The lights dimmed and the crowd of men and women erupted into applause and hoots as Hollywood’s blockbuster “Black Panther” premiered in Saudi Arabia’s first movie theater.
Though it was a private, invitation-only screening on Wednesday evening, for many Saudis it marked one of the clearest moments of change to sweep the country in decades. It’s seen as part of a new era in which women will soon be allowed to drive and people in the kingdom will be able to go to concerts and fashion shows, and tuck into a bucket of popcorn in a cinema.
“It’s a new era, a new age. It’s that simple. Things are changing, progress is happening. We’re opening up and we’re catching up with everything that’s happening in the world,” said Rahaf Alhendi, who attended the showing.
Authorities said the public would be able to purchase tickets online on Thursday for showings starting Friday. But there may be delays.

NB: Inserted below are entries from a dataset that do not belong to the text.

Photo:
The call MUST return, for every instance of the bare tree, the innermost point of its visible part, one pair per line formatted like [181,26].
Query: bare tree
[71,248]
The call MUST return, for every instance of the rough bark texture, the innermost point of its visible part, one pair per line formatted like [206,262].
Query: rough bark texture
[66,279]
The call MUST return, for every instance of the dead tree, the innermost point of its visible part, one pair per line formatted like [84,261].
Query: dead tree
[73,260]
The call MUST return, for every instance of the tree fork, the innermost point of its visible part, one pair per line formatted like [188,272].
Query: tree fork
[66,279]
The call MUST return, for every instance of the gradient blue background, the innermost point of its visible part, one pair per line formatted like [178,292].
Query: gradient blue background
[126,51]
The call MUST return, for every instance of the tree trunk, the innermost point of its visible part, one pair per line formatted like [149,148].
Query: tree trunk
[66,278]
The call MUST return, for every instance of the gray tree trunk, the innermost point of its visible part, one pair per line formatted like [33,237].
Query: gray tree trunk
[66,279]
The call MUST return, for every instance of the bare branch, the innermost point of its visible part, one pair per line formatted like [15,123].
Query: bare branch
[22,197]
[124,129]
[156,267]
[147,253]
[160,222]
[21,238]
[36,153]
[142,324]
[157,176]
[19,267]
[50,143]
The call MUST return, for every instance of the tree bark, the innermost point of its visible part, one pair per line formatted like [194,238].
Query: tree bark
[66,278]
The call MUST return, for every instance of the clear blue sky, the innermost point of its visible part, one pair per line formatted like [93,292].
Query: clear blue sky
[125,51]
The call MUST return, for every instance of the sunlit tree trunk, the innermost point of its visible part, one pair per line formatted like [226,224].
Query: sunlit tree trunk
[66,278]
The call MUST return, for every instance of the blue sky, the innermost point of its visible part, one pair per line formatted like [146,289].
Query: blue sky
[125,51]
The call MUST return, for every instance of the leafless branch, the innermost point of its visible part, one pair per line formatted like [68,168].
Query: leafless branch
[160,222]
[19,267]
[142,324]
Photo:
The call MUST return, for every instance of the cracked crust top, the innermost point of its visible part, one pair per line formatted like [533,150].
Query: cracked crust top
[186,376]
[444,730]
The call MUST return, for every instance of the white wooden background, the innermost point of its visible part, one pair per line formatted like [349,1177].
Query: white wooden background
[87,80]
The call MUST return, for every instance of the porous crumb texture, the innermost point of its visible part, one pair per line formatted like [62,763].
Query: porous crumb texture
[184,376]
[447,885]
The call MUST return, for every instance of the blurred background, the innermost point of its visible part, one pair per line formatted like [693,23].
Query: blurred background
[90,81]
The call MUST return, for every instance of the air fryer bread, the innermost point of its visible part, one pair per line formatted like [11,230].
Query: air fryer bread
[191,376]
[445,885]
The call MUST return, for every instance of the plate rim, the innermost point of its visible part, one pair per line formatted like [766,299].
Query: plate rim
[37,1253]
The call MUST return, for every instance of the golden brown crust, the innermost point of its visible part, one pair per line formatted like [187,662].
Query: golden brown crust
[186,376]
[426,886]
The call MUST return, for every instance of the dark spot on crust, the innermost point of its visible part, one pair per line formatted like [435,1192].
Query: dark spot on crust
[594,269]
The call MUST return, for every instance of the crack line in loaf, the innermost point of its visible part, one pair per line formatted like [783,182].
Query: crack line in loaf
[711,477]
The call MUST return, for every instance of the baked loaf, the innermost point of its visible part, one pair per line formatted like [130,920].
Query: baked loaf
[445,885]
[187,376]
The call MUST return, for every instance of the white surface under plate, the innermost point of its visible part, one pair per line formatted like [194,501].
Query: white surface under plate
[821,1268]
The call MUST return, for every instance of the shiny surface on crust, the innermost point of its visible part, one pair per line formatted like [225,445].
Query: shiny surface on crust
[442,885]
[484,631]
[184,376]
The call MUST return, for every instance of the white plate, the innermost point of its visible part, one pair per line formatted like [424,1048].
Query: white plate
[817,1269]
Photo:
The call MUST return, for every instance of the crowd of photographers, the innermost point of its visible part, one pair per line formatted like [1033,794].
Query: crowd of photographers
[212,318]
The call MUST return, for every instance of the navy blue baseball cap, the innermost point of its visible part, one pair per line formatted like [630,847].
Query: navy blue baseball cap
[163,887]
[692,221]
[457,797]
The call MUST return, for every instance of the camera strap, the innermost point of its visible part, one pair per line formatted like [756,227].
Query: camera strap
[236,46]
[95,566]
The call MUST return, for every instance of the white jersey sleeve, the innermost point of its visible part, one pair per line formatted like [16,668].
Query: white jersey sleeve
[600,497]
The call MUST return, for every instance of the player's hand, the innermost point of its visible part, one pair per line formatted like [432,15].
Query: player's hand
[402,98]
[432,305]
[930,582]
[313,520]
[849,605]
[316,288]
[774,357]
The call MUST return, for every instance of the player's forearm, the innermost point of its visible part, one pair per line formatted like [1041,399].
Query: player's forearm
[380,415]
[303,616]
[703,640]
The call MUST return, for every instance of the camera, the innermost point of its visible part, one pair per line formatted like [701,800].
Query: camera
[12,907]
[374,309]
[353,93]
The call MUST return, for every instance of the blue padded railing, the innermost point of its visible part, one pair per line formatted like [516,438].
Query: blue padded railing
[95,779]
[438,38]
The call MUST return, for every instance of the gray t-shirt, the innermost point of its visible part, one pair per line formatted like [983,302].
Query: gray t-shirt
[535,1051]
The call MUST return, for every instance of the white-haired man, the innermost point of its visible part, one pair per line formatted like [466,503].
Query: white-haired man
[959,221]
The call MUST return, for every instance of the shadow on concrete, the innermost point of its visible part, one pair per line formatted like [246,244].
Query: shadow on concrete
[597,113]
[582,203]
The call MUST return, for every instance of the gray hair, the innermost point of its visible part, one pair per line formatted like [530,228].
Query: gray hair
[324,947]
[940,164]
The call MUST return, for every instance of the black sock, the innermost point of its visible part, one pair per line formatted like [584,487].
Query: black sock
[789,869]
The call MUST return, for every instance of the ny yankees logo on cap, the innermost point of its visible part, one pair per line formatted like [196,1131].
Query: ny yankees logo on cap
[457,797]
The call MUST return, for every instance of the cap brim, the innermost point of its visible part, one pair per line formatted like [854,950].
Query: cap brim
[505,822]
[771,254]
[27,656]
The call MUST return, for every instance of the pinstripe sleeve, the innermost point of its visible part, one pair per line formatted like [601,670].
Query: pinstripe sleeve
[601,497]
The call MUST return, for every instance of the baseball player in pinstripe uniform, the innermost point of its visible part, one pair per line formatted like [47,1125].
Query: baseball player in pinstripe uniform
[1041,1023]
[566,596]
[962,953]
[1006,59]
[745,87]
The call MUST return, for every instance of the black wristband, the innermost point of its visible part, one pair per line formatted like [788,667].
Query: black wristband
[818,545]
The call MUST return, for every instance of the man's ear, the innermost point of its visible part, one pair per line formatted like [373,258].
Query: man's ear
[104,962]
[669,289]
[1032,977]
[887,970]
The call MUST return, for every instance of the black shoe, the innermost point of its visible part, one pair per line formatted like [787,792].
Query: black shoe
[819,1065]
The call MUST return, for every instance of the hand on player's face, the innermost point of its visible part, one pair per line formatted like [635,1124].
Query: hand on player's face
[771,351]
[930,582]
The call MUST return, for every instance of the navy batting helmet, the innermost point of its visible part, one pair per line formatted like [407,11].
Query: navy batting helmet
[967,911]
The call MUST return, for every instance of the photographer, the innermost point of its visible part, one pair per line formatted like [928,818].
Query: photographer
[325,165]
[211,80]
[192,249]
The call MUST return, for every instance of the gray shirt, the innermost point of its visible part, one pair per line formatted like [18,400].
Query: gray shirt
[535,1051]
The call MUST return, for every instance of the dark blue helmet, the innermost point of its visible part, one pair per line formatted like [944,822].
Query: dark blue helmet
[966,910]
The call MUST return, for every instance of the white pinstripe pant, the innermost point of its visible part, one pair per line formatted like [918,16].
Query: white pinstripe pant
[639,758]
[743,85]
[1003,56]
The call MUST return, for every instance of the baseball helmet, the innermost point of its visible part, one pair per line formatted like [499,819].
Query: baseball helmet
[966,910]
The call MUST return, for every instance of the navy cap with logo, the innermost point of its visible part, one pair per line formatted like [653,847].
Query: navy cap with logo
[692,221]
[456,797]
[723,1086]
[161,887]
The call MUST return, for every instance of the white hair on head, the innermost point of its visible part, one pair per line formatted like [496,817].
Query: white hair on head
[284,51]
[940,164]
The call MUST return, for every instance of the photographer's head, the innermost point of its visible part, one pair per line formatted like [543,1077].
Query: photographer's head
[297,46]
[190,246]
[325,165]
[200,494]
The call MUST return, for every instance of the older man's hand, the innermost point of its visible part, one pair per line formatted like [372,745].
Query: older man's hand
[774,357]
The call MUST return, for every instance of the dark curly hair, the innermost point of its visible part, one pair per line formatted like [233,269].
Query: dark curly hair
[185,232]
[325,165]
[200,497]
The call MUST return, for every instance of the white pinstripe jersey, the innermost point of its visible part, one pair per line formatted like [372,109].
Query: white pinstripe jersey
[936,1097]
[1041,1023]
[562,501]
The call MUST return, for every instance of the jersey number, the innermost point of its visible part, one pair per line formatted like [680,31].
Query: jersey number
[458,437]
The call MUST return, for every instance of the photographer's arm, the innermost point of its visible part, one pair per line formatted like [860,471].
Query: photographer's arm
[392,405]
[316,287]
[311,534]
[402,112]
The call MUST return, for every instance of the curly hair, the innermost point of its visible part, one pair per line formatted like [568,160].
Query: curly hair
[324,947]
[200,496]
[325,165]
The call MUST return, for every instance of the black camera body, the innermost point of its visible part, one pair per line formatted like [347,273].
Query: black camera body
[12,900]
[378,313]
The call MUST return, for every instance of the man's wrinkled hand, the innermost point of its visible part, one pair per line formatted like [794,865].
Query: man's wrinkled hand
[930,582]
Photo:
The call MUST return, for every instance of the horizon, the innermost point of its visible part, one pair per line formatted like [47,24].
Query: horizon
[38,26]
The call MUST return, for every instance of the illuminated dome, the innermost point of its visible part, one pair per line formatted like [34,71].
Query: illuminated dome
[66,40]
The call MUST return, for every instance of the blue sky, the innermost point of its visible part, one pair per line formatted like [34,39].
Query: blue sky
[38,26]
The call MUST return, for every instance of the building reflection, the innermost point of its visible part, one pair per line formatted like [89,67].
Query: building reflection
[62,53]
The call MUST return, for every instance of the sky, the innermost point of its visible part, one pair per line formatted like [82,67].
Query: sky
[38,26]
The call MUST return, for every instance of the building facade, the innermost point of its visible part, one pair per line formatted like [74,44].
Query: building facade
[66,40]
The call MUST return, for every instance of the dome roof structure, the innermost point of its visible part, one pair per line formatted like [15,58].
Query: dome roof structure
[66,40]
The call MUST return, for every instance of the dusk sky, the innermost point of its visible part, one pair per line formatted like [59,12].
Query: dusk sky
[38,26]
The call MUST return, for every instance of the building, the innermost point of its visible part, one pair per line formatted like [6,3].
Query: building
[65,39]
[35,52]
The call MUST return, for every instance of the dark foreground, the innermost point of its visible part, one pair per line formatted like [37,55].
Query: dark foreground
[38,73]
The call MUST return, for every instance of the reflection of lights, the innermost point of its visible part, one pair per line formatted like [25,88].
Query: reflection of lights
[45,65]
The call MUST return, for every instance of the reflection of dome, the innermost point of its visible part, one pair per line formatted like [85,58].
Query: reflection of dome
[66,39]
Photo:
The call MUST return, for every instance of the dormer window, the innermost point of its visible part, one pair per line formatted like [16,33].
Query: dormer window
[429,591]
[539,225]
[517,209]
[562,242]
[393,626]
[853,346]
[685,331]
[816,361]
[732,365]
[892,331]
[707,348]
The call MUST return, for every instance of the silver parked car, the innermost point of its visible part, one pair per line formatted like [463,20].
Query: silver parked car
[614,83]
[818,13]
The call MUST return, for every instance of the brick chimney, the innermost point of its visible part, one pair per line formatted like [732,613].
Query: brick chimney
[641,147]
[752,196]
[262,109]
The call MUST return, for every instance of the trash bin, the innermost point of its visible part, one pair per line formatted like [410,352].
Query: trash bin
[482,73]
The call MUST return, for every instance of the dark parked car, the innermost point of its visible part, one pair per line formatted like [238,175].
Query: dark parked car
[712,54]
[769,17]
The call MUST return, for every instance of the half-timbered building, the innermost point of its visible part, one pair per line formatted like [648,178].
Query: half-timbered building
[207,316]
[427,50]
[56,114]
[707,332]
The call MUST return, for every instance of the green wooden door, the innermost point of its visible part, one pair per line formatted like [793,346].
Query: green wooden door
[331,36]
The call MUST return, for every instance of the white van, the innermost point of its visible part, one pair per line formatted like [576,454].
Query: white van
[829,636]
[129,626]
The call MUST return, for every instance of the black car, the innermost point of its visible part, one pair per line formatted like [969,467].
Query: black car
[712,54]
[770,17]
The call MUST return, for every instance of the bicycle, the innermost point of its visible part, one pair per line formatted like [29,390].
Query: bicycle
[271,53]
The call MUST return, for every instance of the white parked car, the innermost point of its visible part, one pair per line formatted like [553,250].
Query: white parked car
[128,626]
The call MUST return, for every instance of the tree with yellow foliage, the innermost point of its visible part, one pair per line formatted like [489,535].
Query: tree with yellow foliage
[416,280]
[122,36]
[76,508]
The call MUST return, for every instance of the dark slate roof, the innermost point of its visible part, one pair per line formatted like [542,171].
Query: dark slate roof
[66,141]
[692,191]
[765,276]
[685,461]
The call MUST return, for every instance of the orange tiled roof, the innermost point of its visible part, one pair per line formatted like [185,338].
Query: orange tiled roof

Movies screened in Saudi cinemas will be subject to approval by government censors, and Wednesday night’s premiere was no exception. Scenes of violence were not cut, but a final scene involving a kiss was axed.
Still, it’s a stark reversal for a country where public movie screenings were banned in the 1980s during a wave of ultra-conservatism that swept Saudi Arabia. Many Saudi clerics view Western movies and even Arabic films made in Egypt and Lebanon as sinful.
Despite decades of ultraconservative dogma, Crown Prince Mohammed bin Salman has pushed through a number of major social reforms with support from his father, King Salman, to satiate the desires of the country’s majority young population.